Some conservative critics interpreted those remarks as a challenge to judicial authority, suggesting Obama was putting direct political pressure on the high court. Patrick Leahy, D-Vt., chairman of the Senate Judiciary Committee, urged the bench -- and Chief Justice John Roberts in particular -- to "do the right thing" and uphold the mandate.
Presumptive Republican presidential candidate Mitt Romney used the same words when urging a different outcome.
"I hope they do the right thing and turn this thing down," Romney told donors last week in Atlanta. "And say it's unconstitutional, because it is."
No one doubts the health care cases will have an immediate impact on Obama's re-election chances, as well as the long-term credibility of the federal courts, which are supposed to be beyond politics.
Recent polling suggests a "legitimacy crisis" in the Third Branch. A New York Times/CBS poll this month shows only 44 percent of Americans approve of the Supreme Court's job performance -- a steady drop over recent years. Three-quarters of those polled now say the justices are sometimes influenced by their political views.

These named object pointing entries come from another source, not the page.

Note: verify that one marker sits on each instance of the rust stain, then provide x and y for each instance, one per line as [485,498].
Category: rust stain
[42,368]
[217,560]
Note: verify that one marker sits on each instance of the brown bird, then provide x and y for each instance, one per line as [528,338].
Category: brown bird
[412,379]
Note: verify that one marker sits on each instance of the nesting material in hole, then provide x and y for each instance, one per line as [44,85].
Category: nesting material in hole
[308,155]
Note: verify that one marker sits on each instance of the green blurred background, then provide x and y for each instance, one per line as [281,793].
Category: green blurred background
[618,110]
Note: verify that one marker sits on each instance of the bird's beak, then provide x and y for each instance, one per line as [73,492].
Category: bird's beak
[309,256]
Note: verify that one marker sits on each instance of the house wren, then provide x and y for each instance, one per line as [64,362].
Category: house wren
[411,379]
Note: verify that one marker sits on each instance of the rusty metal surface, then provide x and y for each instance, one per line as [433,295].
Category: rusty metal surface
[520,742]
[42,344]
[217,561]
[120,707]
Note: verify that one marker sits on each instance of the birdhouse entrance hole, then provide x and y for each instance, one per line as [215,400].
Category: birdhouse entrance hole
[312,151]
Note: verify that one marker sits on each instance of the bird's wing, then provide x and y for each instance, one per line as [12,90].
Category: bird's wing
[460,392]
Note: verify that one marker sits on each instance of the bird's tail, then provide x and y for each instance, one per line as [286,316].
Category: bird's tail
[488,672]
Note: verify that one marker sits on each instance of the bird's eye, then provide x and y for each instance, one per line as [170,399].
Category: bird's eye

A separate CNN/ORC International poll released June 8 found a majority -- 51 percent -- oppose the health care law in general, most because they think it is "too liberal," while 13 percent think it is "not liberal enough;" 43 percent of those surveyed favor the law.
The key players could be two conservatives on the court: Roberts and Justice Anthony Kennedy, long labeled a "swing" vote.
"With the four more liberal justices almost certain to vote to uphold the individual mandate, the administration is really hoping for the votes of either the chief justice, who signaled that he had questions for both sides," said Goldstein, "or the traditional swing vote in the court, Anthony Kennedy, who really was tough on the government lawyer but toward the end suggested that maybe insurance was special enough that he could vote to uphold the mandate."
Roberts has long talked about achieving consensus on divided issues, saying it brings long-term credibility and public confidence to the court's work. It has been mostly a pipe dream, as his nearly seven years of leadership has shown a continuing 5-4 conservative-liberal split on most hot-button issues.
"The court is bitterly divided over the individual mandate," Goldstein noted, "so if the administration is going to get his vote, it's either because he believes in a broad federal power or that he doesn't believe that the Supreme Court shouldn't overturn such an incredibly important economic statute."
Health care will soon enter the history books, among the handful of the high court's greatest cases, the outcome no doubt monumental -- legally, politically, socially. An issue that affects every American will naturally attract that kind of attention.
Picking winners and losers at this stage is a subjective, even partisan, exercise. The court itself will be both cheered and vilified however it rules. But as an institution, it has survived similar crises of confidence over its discretionary authority: slavery, racial integration, corporate power, abortion -- even Bush v. Gore.
Rapid-fire reaction to health care will be swift and furious, from the campaign trail, professional punditry, and halls of government. Some individual Americans stand to gain from the decision, others could be hurt -- financially, emotionally, and physically.
So why entrust all this in the hands of nine judges?
The Supreme Court usually gets the last word in these matters, regardless of whether one agrees with their decisions -- even matters of life and death, which many argue are the stakes in this health care debate.
Justice Robert Jackson may have put it best: "We are not final because we are infallible, but we are infallible only because we are final."